We agree that different methodological approaches complicate comparing or pooling data from different studies. A generally accepted consensus on measurement technique and outcome variable would help to alleviate this problem for future studies. Although we do not want to promote one of the outcome measures, decision making should certainly not solely be based on behavioral awakenings, as this outcome measure is too insensitive and relevant noise effects on sleep will be missed.
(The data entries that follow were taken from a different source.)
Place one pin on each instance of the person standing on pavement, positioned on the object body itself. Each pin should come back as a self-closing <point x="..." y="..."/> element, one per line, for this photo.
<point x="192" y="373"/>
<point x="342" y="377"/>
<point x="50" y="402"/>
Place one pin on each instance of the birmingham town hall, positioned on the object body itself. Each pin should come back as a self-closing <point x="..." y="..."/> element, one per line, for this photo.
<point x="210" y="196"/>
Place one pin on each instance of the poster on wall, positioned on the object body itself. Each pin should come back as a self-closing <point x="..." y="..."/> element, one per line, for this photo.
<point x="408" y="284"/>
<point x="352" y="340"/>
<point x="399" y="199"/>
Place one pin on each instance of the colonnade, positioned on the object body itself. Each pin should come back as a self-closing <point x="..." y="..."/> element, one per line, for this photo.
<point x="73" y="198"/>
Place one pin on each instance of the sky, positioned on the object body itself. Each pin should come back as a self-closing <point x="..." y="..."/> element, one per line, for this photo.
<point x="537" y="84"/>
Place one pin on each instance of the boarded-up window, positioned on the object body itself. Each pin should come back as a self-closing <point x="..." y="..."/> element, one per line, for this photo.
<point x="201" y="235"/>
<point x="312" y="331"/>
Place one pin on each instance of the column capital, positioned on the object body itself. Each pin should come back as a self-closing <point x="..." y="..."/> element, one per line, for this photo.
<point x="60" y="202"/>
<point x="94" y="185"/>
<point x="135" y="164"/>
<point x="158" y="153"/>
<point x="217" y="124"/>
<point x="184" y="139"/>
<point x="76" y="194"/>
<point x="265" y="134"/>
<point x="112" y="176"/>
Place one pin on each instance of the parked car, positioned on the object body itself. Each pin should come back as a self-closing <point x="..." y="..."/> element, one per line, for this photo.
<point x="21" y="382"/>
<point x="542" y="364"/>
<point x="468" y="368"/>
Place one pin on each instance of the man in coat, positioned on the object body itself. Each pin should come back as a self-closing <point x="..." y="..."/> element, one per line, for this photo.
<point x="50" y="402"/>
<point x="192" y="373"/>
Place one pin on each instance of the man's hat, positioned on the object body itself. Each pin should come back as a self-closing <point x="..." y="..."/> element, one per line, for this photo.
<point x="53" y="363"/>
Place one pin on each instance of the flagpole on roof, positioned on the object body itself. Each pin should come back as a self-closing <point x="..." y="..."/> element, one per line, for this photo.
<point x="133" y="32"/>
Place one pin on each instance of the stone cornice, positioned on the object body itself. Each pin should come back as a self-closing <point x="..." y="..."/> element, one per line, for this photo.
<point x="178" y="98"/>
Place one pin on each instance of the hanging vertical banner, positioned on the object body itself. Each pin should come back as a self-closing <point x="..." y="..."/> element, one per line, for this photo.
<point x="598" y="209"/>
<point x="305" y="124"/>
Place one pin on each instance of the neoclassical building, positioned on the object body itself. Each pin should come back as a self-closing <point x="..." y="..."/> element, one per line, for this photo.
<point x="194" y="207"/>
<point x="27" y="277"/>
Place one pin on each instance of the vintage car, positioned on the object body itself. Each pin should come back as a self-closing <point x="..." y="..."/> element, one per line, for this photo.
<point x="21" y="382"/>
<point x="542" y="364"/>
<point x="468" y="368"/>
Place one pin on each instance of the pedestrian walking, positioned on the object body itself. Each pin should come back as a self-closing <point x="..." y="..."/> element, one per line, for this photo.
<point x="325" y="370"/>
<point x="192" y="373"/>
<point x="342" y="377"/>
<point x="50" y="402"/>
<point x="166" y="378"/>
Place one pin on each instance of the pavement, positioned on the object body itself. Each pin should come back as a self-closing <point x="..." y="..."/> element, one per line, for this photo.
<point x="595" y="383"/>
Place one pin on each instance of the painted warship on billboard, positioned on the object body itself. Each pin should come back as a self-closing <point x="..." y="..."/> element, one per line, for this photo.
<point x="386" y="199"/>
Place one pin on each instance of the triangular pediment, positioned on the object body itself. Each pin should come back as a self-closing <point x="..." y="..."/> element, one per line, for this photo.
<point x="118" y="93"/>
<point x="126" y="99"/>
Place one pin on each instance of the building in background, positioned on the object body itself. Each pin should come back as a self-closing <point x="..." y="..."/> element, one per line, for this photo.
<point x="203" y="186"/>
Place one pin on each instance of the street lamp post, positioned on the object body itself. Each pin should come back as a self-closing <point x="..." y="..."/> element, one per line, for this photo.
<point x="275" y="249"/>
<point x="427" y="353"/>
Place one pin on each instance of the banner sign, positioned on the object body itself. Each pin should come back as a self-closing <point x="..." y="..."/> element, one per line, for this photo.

We strongly believe that there is enough evidence demonstrating that noise-induced changes in sleep macro- and microstructure relevantly impair restoration even if they are not accompanied by conscious awakenings. ,
Fidell et al. question the utility of dose-response relationships between single-event aircraft noise metrics and measures of sleep disturbance as slopes are "often unhelpfully shallow," "unambiguous inflection points cannot be identified" and the "acoustic measures account for only a small fraction of the variance". First, because of interindividual differences, it will be much harder to predict the response of an individual relative to the average response of a group of subjects, and it is the latter that is usually the basis for decision making. Second, it is no wonder that little variance is explained if an outcome measure as insensitive as behavioral awakenings is used in conjunction with screening windows that are too long and therefore decrease the signal to noise ratio. Hence, a second-order polynomial fit to the aggregated data of the DLR laboratory study explains a stunning 99.6% of the variance in EEG awakening probability.  For the less-controlled DLR field study,  this value drops to 40.8%, but is still substantial. As far as the shallow slopes are concerned, we have to remind ourselves that the dose-response functions refer to single aircraft noise events. Reaction probabilities of 10% for single events may well induce relevant degrees of sleep disturbance if experienced 100-times or more per night. Although we would very much favor unambiguous inflection points ourselves, they are the exception in nature that seems to favor continuous sigmoidal functions.
Sleep is indeed "a complex process whose quality can be influenced by many environmental and other factors". This complicates the attribution of sleep disturbance to noise, but it has nothing to do with the relevance of noise-induced sleep disturbance, much like the fact that there are other reasons for lung cancer does not mean smoking does not substantially increase its risk.
We also agree that results from a field study conducted at one airport cannot be simply transferred to another airport in a 1:1 fashion, unless airport operations and the populations living at both airports are very similar. However, if there are differences (e.g., in traffic patterns), and the differences relate to variables that have been shown to relevantly influence sleep and that are known for both airport scenarios, then it should be possible to adjust for the differences and improve the extrapolation of the results from airport 1 to airport 2. 
We further agree that limit values are not set by scientists but by politicians and legislators. However, we still think that science should guide this process and at least define a decision set for the political decision process. The recently published WHO Night Noise Guidelines for Europe  are a good example in this respect. Here, experts in the field defined consensus L night ranges that are linked to specific outcomes related to sleep disturbance and health. These will be very helpful and may facilitate consensus among politicians and legislators for the definition of future limit values.